I cant get my call to the function to compile. All the commented calls are failed attempts. Please advise, also is there any good explanation of Haskels type system out there??

import Data.Numbers.Primes
import Data.List

--isInt:: Fractional a => a -> Bool
isInt x =
   x == fromInteger (round x)


doForm :: (Integral int, Fractional int) => int -> int -> Bool
doForm cube n =
         isPrime (divide - n)  
   where divide =   cube / (n^2) 



main =
   -- print $ doForm (12^3 8)
   -- print $ doForm (12^3::Integer 8::Integer ) 
   -- print $ doForm ( fromIntegral 12^3 fromIntegral 8)
   -- print $ doForm (toInteger 12^3 toInteger 8)
   -- print $ doForm (toInteger 12^3 toInteger (8) )
   -- print $doForm (round 12^3)  ( round 8)
   -- print $doForm (floor 12^3)  ( floor 8)
   -- print $doForm ( 12^3::Fractional  8::Fractional)
   -- print $doForm ( 12^3 8)::Fractional
   -- print $doForm (12^3 :: RealFrac 8::RealFrac )

There are no types in the Prelude which are instances of both Integral and Fractional , so you will need to pick one or the other constraint and stick with it. You can convert with functions like these ones:

fromIntegral :: (Integral a, Num b) => a -> b -- Num is a superclass of Fractional
floor, ceiling, round :: (RealFrac a, Integral b) => a -> b -- Fractional is a superclass of RealFrac

You may also want to carefully consider whether you want (/) or div for division.

(/) :: Fractional a => a -> a -> a
div :: Integral   a => a -> a -> a

Integral and Fractional not only aren't overlapping in the standard library, but form a contradiction in terms. Integral(2) states the number has no fractional part (coming after a decimal point), while fractional(1) states it may. This is one sort of property described by the type classes.
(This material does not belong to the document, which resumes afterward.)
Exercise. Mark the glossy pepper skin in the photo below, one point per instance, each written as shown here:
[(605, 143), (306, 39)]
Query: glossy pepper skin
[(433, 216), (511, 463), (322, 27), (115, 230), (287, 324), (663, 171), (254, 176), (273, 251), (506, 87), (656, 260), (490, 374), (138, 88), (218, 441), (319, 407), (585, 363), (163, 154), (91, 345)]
In the case of a Fractional type, you can check if the fractional part is zero using something like:

isInt :: RealFrac a => a -> Bool
isInt n = snd (properFraction n) == 0

RealFrac states that the number is both fractional and real . Complex numbers support division but don't have a single definition for fractional part.
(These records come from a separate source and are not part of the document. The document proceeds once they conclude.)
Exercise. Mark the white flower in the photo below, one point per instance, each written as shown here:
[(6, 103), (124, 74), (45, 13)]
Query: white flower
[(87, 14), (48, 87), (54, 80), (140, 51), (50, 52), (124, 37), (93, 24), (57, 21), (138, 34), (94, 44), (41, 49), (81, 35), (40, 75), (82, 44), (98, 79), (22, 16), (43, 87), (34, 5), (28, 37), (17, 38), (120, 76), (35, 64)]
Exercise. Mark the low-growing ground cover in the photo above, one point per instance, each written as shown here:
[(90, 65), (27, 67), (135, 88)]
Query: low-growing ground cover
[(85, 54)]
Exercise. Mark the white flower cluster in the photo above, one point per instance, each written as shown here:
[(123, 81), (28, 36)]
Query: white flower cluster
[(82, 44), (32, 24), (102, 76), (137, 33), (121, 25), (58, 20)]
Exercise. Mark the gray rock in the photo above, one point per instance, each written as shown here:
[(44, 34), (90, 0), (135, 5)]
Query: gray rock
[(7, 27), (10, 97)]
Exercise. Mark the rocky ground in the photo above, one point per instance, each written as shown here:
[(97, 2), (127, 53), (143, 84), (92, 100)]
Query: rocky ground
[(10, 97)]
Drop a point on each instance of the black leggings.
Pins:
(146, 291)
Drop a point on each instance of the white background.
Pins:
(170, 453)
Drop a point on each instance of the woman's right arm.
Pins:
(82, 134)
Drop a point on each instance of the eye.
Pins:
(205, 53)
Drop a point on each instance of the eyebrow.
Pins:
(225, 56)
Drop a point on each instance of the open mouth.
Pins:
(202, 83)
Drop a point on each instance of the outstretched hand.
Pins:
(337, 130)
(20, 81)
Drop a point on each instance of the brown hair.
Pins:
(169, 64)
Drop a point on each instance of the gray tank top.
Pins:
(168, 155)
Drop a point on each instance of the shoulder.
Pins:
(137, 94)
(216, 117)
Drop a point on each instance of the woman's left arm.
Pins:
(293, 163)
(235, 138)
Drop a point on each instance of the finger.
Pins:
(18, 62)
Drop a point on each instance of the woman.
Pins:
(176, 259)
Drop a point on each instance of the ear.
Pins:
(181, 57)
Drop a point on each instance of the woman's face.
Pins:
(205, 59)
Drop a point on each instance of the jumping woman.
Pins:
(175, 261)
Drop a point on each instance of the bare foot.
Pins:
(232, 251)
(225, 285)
Considering you want to check if a number is prime, and only positive integers can be prime, we could choose to reduce the test to only handling integral types:

doForm :: Integral int => int -> int -> Bool
doForm cube n = case remainder of
             0 -> isPrime (quotient - n)
             _ -> False
   where (quotient,remainder) = cube `quotRem` (n^2)

main =
    print $ doForm (12^3) 8

A number being positive or non-negative is another property one might have expressed in a type system (for instance, Ada has ranged integers ), but Haskell's prelude does not. Haskell report section 6.3, standard Haskell Classes lists the type classes in standard Haskell. Other packages might extend this, for instance nat provides positive and non-negative integers and NonEmpty provides non-empty lists.